Ponerse al día

martes 14 de marzo de 2023 | 6:00hs.

Por Diego Garrocho Publicado en Ethic

Cuando eres niño no tienes que llamar a tus amigos. Ni siquiera los eliges. El azar o los hados los escogen por ti y deciden que, en tu clase o en tu barrio, serán unos críos y no otros con los que toca compartir las horas. Todas las horas. El tiempo de ocio y de trabajo se confunde y con la amistad infantil se experimenta prácticamente todo. Las lecciones, los recreos o los juegos en el parque no requieren convocar a nadie. Los amigos de entonces, sencillamente, nos acompañaban siempre. Estaban. Tenían los mismos deberes que nosotros en la mochila y una mancha de barro igual en la rodillera del chándal.

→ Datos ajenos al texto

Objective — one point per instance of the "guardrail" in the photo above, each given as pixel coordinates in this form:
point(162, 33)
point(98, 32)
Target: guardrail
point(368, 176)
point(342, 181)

Pero luego uno madura. Y madurar es tanto como empezar a elegir con quién se junta. Es una experiencia algo traumática cuando decidimos escoger compañía, pero hay algo bello en ese decir sí y también en la posibilidad de decir no. En la adolescencia se crean nuevos lazos, pero se rompen otros. Aquellos con quienes compartíamos aula o escalera dejan de ser nuestros favoritos y optamos por construir nuestro propio ejército. Es entonces cuando, por primera vez, sabemos que hemos sido soberanos en la amistad y que también nuestros compañeros tuvieron a bien escogernos a nosotros. A los amigos no siempre te los encontrabas causalmente y había que convocarlos ya a toque de silbato, telefonillo o SMS.

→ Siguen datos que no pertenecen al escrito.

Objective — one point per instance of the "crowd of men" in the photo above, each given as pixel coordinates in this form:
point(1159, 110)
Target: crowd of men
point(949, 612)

En la infancia o en la vida adulta, los amigos son aquellos que nos sirven de testigos para convertir la cotidiana banalidad en algo sólido. Las cosas que hacemos y las cosas que nos pasan suceden siempre en compañía de otros y así se va constituyendo un patrimonio memorativo. Los amigos son aquellos con los que compartimos tantas veces y con los que pueden disputarse las anécdotas vividas. Las cosas nunca son exactamente como las recordamos, pero un amigo es aquel con el que sabes que puedes mentirte en grupo sin que la realidad desmienta a tu memoria.

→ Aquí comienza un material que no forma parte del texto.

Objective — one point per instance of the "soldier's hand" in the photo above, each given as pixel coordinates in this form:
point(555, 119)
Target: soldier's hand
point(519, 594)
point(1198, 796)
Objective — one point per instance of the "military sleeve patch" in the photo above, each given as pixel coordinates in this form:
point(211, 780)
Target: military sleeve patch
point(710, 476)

Y como en tantas ocasiones, las amistades palidecen casi por muerte natural. Uno sabe que una amistad periclita cuando en lugar de quedar para vivir te citas para contarte la vida. No hay una expresión más terminal o letal que cuando alguien nos propone un encuentro para «ponernos al día». Ese ponerse al día es una actualización funeraria, un certificado forense en la amistad, una suerte de taxidermia afectiva.

Con los amigos uno se divierte o se aburre, viaja o duerme y en ocasiones habrá quien pueda discutir o hasta pegarse, pero uno jamás se pone al día. Los amigos son amigos porque no hace falta contarles nuestra vida precisamente porque ya habitan en ella. Ese ponerse al día delante de un café es lo más contrario que existe a una verdadera amistad: es la confirmación de una amistad que habiendo sido, dejó de ser.

Por ese motivo, si un viejo amigo o una vieja amiga les propone quedar en algún momento para ponerse al día, niéguense en redondo y salgan al rescate de su vieja amistad. Contraprogramen con una propuesta digna y a la altura de lo que son y lo que fueron y conspiren para volver a vivir algo juntos. Si hay algo que contar que se lo cuenten a otros, pero con los amigos la vida no se la enuncia ni se la recita, sino que se apura hasta la mancha más profunda de la intimidad. Preparen el botiquín de urgencia y liberen la agenda para lo que verdaderamente importa, porque algo mal estarán haciendo si un buen amigo les desliza la infeliz propuesta de verse y, al menos, contarse qué tal va todo.